Trump commuted the prison sentences of several Proud Boys and Oath Keepers leaders in January 2025 in a sweeping act of clemency for all 1,500-plus defendants charged in the Jan. 6, 2021, attack.

The request by the Justice Department would go a step further and erase the convictions for the extremist group leaders, including Oath Keepers founder Stewart Rhodes.

In court filings, prosecutors asked the U.S. Court of Appeals for the District of Columbia Circuit to vacate the convictions so that the government can permanently dismiss the indictments.

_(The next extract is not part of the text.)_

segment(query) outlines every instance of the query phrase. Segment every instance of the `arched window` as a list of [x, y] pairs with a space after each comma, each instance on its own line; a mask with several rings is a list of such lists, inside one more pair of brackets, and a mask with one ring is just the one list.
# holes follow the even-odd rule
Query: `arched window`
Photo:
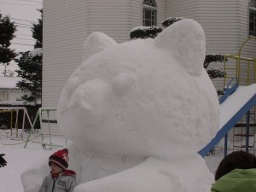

“The government’s motion to vacate in this case is consistent with its practice of moving the Supreme Court to vacate convictions in cases where the government has decided in its prosecutorial discretion that dismissal of a criminal case is in the interests of justice — motions that the Supreme Court routinely grants,” prosecutors wrote in a court filing signed by U.S. Atty. Jeanine Pirro.

Juries in Washington convicted the Proud Boys and Oath Keepers leaders of orchestrating violent plots to stop the peaceful transfer of power after Trump’s 2020 election loss to Democratic President Biden.

Kunzelman and Richer write for the Associated Press.